As she went up the carpeted staircase to her bedroom, Shizuru thought over her conversation with Reito, wondering if there were anything she should reproach herself for. She hated hurting anyone. Contented with her pleasant life and cheerful by nature, she liked things to run smoothly, and was a little annoyed at Reito for pressing her tonight over his desire to marry.
Of course men want to marry, she thought as she hung up her lovely fur, a gift from her parents on her twenty first birthday. They have all the advantages in marriage. She dropped her diamond earrings on her dressing-table and sat down to remove her make-up. She started to brush her hair, one hundred faithful strokes every night, no matter how late she came home. Good looks were maintained by these small disciplines, her mother had preached to her over an over again when she was growing up.
She took off her clothes and hung the dress carefully in the huge closet on a purple padded hanger. It was another of her mother's laws that in order to be well dressed, clothes had to be cared for, she stroked the fur, placed the shoes in their proper place on the shelf in the long row of others, and put her discarded underwear in the embroidered satin bag reserved for hand-washing that hung on the closet door.
She had nothing to feel guilty about, she decided, as she put on her nightgown and robe. Except for that one silly moment on the dance floor, she'd managed to keep Reito at a distance for years, promising nothing, not by a word, a glance, a gesture.
As she brushed her teeth in the adjoining bathroom, she wondered what in the world had possessed her to come on to Reito like that.

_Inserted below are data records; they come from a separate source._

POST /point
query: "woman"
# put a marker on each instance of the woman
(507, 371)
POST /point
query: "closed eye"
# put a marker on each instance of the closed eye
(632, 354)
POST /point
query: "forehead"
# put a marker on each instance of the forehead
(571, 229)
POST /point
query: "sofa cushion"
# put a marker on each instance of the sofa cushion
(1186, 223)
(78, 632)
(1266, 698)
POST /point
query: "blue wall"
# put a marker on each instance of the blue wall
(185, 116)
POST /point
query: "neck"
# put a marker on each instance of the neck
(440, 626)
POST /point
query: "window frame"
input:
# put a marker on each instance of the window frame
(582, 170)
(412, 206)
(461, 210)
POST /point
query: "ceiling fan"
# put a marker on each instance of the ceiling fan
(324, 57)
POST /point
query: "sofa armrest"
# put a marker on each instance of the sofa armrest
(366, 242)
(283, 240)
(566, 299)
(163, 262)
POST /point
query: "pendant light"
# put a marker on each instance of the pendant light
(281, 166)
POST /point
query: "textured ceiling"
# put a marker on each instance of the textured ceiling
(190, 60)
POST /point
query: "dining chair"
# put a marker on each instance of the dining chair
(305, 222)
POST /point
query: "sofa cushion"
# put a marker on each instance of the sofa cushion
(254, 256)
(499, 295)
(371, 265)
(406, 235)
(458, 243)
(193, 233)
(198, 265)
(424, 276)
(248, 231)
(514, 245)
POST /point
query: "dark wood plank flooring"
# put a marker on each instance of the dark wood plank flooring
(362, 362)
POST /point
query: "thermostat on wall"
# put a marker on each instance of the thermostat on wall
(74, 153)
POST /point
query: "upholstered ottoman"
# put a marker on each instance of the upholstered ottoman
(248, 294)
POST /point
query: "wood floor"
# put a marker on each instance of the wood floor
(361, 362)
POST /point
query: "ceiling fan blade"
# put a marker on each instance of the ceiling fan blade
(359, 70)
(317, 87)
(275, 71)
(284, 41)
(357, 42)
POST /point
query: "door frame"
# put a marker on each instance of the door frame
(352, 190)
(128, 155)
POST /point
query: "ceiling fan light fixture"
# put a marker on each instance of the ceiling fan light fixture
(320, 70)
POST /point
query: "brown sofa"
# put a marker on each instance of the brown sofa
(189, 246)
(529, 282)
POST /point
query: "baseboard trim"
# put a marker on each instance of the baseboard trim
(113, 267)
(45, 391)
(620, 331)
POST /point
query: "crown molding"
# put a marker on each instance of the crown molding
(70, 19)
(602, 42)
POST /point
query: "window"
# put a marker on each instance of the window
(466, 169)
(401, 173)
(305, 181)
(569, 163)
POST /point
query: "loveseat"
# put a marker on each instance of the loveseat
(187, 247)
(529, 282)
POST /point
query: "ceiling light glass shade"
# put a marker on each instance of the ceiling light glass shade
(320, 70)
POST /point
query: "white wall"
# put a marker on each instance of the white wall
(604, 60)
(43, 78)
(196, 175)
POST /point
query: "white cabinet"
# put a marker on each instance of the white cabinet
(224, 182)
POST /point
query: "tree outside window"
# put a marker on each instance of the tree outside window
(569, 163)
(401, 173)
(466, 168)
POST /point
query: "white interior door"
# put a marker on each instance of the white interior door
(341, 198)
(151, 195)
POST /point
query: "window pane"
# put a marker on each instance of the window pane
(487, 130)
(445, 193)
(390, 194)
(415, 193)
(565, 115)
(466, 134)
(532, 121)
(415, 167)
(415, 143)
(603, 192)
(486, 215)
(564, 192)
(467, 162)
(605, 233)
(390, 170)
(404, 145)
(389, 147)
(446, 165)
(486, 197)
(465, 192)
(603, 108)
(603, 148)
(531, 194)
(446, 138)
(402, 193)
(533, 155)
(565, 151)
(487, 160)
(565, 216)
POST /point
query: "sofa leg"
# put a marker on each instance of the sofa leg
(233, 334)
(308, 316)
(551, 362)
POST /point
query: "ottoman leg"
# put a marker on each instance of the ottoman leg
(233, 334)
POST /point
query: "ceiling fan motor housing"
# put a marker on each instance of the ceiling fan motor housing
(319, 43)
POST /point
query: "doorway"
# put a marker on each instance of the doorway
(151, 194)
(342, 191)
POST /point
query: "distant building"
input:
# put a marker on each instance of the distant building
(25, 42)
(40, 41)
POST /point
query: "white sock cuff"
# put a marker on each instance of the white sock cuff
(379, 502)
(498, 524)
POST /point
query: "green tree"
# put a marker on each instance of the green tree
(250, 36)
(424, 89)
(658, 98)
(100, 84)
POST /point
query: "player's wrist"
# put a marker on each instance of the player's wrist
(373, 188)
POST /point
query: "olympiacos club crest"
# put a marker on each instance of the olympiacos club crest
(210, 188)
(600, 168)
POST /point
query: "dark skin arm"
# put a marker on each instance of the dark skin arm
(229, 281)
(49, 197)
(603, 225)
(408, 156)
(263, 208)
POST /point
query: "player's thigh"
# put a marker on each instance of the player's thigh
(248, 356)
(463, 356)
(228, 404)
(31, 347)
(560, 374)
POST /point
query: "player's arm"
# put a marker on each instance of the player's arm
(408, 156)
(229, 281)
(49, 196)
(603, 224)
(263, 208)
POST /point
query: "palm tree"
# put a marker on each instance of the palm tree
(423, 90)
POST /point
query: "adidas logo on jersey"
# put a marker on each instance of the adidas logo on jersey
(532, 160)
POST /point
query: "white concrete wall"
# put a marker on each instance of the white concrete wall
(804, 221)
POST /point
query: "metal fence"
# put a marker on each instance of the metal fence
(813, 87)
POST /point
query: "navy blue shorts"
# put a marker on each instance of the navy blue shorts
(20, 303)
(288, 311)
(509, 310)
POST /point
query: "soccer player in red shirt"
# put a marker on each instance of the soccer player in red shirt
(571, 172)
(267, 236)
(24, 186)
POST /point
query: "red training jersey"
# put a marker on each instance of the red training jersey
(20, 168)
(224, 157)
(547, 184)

He'd given her his usual New Year kiss, just a brief peck on the mouth, actually, when suddenly she'd wanted more than that. She'd been going on New Year parties with him for years, and she herself had limited extent of the kiss.
'It must have been the champagne,' she decided finally as she switched off the bathroom light and went back to the bedroom. She'd never felt remotely physically attracted to Reito in the past, or to any other of the numerous young men and women she'd gone out with through the years. When she reached out to turn off the bedside lamp, she realized that she wasn't sleepy in the least. She debated going downstairs to find something to eat, but long habit stopped her.
"If you want to keep your figure," her mother's voice rang in her ears, "you must never, ever eat in between meals."
With a sigh of regret, Shizuru reached for the remote and turned on the television. Perhaps one of the late-night shows would put her to sleep. She flicked buttons from channel to channel. Finally she decided on one of the talk shows and settled back on the pillows to watch the famous host banter back and forth with a well-known pop singer and a midget actress. it was so boring she thought shed's be asleep in five minutes.
She was in fact, just drifting off seconds later, when a loud voice broke into the commercial. "We interrupt this program to bring you a special news."
Her attention aroused, Shizuru opened her eyes drowsily to see the face of a familiar newscaster filling the screen, and in the next moment she heard his voice.
"We have just received word here in Tokyo that Natsuki Kuga, the Air force pilot who was shot down behind the Iron Curtain five years ago, has just been released."